The thing about my job is that everyone expects you to know the answer to everything, but a lot of the time you don’t. What you can do, though, is provide people with reassurance and confidence and have their back. Even if you can’t give them an answer, you can give them the autonomy and breathing space to go and formulate an answer; you can give them the encouragement to be curious, to be brave. Empowering your teams in that way and giving them the freedom to come up with solutions and grow as colleagues is a big part of the job.

How have customers’ buying habits changed with the cost-of-living crisis?

We’ve seen a bit of a shift [from customers] towards buying smaller baskets more often. Frequency has definitely ticked up a little bit, and people are buying slightly fewer bottles, but better quality.

I think people are considering their spend really carefully at the moment and probably cutting back a little bit, as you’d expect given the cost-of-living pressures people are feeling right now. But that’s where our proposition comes into its own. Our customers know that they can come into a Majestic and try wines before they buy on our tasting counters, they can get expert advice from our highly qualified colleagues. Customers don’t want to make costly purchasing mistakes, especially at Christmas, so our proposition provides that reassurance that they are getting the very best wine possible for their money, no matter what their budget is.

Some people’s budgets have shrunk slightly given the increases in utility bills, mortgage rates and inflation that we’re all dealing with. We’ve seen that play out in an increased willingness from our customers to step outside of the traditional norms in search of value. Majestic’s mission is all about discovery – helping our customers find new wines they love, some of which might be from regions they hadn’t considered before. Our breadth of range and colleague expertise has allowed customers to easily trade into off-the-beaten-track regions, where there is some really incredible value for money to be found.

What are the biggest challenges when it comes to gearing up for Christmas?

It’s all the things we can’t control: economic uncertainty and not knowing how customers will spend. The weather usually throws a few curveballs in at this time of year as well. Last year, there were mass public transport strikes which meant some people couldn’t get home for Christmas when they’d planned. We also don’t know what our competitors will do in terms of offers and discounts.

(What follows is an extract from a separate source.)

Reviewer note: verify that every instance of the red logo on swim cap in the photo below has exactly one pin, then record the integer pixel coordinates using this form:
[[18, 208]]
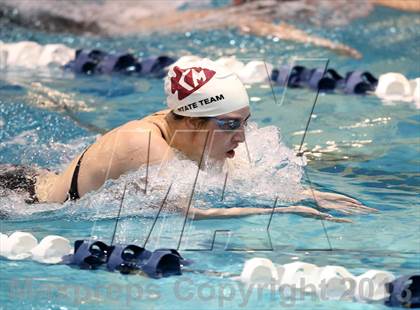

So, from a Majestic perspective, it’s about having the confidence in our plan and our ability to execute it, but having that flexibility and agility to react to what’s going on around you if and when those uncontrollable things crop up. We are well set up this year – we have the strongest plan for peak that we have had in my time at Majestic – and we’re confident we can deliver a cracking Christmas for our customers.

What will you be drinking this Christmas?

I’m going to break with tradition a bit this Christmas and go for some English Sparkling – a Nyetimber 1086 – with breakfast. We’ll have white Burgundy – I haven’t decided exactly what yet, maybe something from Albert Bichot or more likely Edouard Delaunay – with lunch, followed by our Parcel Series Sauternes – pound-for-pound, that’s one of the best wines we sell at Majestic, in my opinion. I’ll probably open a Quinta do Noval Port with the cheeseboard, and at some point no doubt there will be some 18-year old Dalmore when the work is done.

What emerging region/style are you personally most excited by at the moment?

I’m going to cheat a bit and pick a couple, if that’s okay?

Greece, in general, is producing some really fantastic wine at the moment. The quality is constantly increasing, and there’s some incredible value for money to be found.

And my second, slightly left-field answer, is premium Portuguese. It’s a region that’s been known for Port, but a lot of the UK market has been dominated by low-end options. When you progress to the mid-to-premium products, you’ll discover some of the best pound-for-pound wines you can buy.